The Slash Phenomenon
For my first official Film Method blog post I thought I’d write about something very near and dear to me. It’s what I refer to as the “slash” phenomenon. Maybe you’ve seen it. Maybe you’ve read about it. Maybe this is you. I recently worked on a film that was produced by two actors. The two actors also happened to be the producers of the film and one of the actors was also the writer and director. He was the actor/director/writer/producer. That would be 3 slashes and 4 titles in case you’re counting.
I’m not sure exactly what makes people say, “I’ve never directed anything before, so I’m going to start by directing something that I’m also starring in”. Why does this make sense to people? Many times I wonder if these people who have suddenly decided to take the huge leap into the world of directing have been on set in any capacity other than as an actor. Have they ever been a producer, an A.D., a grip, or, god forbid, a P.A.?? I have to say that I’ve learned more about filmmaking as a P.A. then I believe I ever would in any other position with the exception of producer and maybe 1st A.D. This is because you see how every department works and you interact with every department.
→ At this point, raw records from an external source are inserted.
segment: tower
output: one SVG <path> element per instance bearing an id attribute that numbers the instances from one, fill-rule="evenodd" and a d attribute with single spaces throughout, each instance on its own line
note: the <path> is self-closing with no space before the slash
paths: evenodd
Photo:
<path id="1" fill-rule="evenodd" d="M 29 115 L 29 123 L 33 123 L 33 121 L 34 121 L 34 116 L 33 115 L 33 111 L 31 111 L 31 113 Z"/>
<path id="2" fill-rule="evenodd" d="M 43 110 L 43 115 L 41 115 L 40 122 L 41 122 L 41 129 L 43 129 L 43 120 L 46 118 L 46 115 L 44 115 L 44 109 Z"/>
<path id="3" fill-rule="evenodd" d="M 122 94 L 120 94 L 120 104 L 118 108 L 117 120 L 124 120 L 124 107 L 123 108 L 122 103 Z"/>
Being a film director requires so much more than many of these new directors seem to take into account and this is reflected in the extremely inefficient way the set is run. Planning the shot list with the DP is just the tip of the iceberg. You will also need to work with all the department heads to ensure that everything that’s in frame will fit with the look of the film (art dept, make-up, hair, costumes, props, etc). Have you or your DP done any storyboards? Do you know anything about lighting (you might want to learn in case your DP doesn’t)? All of these things must be considered in addition to knowing how to get the performances you need out of your actors. If one of those actors happens to be you then how do you know you are getting the performance you need from yourself? Are you going to depend on your DP to give you performance notes or will you just rely on camera playback? Have you figured that into the planning? I hope so, or you most definitely will not make your day or any day in your schedule.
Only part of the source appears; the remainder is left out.